Above the front window in my living room hangs this sign . . .
Eucharisteo: a Greek word meaning grace and joy
I need this reminder every day that this is something worth pursuing. This is what the end goal is . . . grace, grace and more grace. I walk a fine line so often . . . I want life to be nice, normalized and consistently peaceful. Yet, I know in my heart that I wasn’t created for safe, normal and nice. Furthermore, is that even real? Perception is a tricky thing. How many people do we know whose lives look so nice and normal while they suffer in silence from loneliness, depression, fear or a handful of other monsters only they can see?
I prefer to go eye to eye with my monsters. I have to admit, I have come to a place where messy is life as I know it, and I better just learn to embrace it because the opposite is just a ruse. Would I really choose a clearly mapped out life with nothing special over an adventure with twists and turns and excitement? Would I really choose a sterilized, clean life over a beautiful mess? Would I really choose to go back to being that good girl again who looked like she had it all together while she suffered in silence?

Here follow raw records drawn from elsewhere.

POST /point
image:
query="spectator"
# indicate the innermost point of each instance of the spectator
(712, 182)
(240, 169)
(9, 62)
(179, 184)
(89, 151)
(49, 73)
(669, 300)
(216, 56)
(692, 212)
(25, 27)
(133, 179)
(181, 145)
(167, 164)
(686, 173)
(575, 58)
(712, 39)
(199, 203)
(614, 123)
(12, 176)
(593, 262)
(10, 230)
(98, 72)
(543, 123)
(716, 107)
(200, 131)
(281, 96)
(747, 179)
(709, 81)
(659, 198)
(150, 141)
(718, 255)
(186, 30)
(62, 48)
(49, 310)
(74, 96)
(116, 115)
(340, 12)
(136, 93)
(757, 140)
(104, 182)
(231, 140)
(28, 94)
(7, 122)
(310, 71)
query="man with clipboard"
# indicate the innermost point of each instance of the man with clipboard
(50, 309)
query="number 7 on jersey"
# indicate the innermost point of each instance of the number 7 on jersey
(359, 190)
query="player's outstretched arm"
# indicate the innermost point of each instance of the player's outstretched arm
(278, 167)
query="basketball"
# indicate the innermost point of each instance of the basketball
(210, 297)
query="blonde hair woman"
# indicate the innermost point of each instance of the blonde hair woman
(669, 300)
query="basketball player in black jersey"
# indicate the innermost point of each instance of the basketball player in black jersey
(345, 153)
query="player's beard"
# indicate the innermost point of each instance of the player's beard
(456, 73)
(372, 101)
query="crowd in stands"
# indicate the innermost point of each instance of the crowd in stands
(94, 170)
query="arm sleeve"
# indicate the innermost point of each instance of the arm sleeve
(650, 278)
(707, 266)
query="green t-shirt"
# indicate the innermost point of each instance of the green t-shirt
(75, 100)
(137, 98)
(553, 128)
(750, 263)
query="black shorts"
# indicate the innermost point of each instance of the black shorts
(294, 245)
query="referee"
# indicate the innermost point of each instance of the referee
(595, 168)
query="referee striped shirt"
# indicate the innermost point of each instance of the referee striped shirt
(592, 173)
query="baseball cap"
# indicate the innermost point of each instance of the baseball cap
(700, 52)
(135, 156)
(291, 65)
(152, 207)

I sit now on an old, beat up couch in a house full of hand me down furniture. My carpet is horribly stained. I can see dust bunnies make dust families on the corners. My decor is at best, haphazard. And yeah, I wish it wasn’t so messy, but even at its cleanest, it isn’t nice. It’s just our home where we actually, really live. And we don’t seem to know any other way but this. And I see all the things in my life right now that cause me stress to the point that my neck is a bundle of knots. I get mad because there are cisrcumstances beyond my control that make it feel like I’m taking 5 steps backwards in my pursuit of NOT being a poor, single mom forever.
And then I see that sign . . . Eucharisteo. Grace and Joy. I learned some two years ago about it from Ann Voskamp’s One Thousand GIfts. Her story changed mine. As I struggled to find joy in the midst of searing loss and debilitating pain, I learned thanks. I learned to open my dull eyes and SEE the gifts. So I see Eucharisteo, and I remember to see the beauty in the mess, the what I’ve been gifted with instead of the what I wants or what I wish I hads. Sigh. Yes it really is that simple because it all leads back to grace.

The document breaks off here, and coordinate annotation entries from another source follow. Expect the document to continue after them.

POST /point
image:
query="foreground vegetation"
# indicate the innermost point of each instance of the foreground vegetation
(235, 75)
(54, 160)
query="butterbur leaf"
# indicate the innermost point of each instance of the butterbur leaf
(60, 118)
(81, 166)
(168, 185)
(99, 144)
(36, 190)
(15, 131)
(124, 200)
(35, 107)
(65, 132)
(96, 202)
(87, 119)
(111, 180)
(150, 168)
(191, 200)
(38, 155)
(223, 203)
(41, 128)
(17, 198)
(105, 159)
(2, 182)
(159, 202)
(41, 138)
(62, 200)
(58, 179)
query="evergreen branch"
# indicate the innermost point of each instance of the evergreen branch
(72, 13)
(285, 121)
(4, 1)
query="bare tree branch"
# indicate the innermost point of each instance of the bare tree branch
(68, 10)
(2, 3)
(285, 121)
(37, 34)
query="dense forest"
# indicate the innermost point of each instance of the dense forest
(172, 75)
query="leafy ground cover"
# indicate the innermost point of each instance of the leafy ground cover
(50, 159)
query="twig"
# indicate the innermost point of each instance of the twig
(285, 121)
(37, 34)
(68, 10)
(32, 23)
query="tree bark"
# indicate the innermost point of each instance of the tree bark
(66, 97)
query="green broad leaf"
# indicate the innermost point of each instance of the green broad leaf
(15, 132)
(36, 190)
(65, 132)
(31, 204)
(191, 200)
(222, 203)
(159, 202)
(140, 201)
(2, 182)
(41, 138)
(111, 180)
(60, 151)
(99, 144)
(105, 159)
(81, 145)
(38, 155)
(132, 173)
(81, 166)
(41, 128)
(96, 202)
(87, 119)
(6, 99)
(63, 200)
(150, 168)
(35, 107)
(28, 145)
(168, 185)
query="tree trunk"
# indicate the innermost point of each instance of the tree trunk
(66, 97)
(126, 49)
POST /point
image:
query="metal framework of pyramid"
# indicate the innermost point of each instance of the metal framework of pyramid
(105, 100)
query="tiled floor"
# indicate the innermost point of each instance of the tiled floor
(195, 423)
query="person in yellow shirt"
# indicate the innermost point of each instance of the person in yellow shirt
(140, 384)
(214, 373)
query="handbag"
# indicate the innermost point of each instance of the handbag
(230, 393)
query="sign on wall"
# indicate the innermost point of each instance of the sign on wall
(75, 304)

Grace causes me to sift through the junk to see the glory shining behind those thunderheads, which we might call a silver lining. No, it’s grace. Grace that I get to breathe, to hold my children, to enjoy my favorite coffee, to dance the bachata, to laugh until I cry, to enjoy a run, to connect, to be infatuated, to dare to dream, to risk and live and love. None of it is possible without grace.

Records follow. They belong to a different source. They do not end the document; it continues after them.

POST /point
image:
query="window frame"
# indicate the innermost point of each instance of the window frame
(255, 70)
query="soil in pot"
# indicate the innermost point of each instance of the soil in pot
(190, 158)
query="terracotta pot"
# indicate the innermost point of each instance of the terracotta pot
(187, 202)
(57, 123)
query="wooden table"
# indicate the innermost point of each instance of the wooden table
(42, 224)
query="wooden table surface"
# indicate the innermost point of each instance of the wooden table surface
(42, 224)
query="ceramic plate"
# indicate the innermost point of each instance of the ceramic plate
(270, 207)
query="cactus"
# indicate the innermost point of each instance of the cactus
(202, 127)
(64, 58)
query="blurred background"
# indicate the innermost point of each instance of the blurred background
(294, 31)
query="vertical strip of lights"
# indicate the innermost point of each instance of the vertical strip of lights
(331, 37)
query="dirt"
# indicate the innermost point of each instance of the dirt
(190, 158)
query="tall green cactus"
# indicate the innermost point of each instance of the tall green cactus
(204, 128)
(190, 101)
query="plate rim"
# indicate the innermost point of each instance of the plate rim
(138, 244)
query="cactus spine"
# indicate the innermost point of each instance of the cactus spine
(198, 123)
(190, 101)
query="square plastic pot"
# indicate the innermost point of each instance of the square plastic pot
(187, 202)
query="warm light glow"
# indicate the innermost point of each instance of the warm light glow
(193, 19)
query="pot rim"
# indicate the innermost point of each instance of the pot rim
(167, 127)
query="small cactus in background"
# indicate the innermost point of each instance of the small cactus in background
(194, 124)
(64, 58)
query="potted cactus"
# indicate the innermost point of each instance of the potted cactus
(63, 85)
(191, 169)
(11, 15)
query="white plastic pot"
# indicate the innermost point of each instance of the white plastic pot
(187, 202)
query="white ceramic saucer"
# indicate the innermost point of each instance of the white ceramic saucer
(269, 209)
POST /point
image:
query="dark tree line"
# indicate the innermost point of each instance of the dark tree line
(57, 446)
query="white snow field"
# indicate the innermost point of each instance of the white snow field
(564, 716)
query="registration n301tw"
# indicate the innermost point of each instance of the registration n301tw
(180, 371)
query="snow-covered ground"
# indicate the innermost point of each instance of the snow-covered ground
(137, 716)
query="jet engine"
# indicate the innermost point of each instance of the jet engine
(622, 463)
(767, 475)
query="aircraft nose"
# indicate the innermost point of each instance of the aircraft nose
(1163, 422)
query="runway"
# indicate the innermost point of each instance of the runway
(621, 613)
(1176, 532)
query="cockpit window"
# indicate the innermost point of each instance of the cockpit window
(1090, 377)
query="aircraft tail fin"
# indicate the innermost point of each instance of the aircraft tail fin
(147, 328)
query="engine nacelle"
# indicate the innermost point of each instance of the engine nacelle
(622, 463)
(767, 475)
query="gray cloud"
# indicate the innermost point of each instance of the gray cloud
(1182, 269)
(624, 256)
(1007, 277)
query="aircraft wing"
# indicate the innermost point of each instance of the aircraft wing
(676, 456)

And as I embark on another Joy Dare, the gifts pile up in my heart and the obstacles really don’t look any smaller to me, but I can see that HE HAS THIS. Nothing can separate me from His love – not divorce, nor singleparenthood, nor poverty nor bouts of lonliness or fear nor mistakes or self loathing . . . He’s engraved me on the palm of His hand. (Romans 8:38-39; Isaiah 49:16) Seeing these gifts so underserved helps me to remember that I serve a very big God who doles out very real grace, and I have no reason to fear and every reason to live fully.
Living fully doesn’t mean cowering down when life pummels us like an Okalhoma springtime hail storm. It means gripping the hand of the one whose palm your name’s engraved on a little tighter, taking a deep breath and saying, “Ok, thank you.”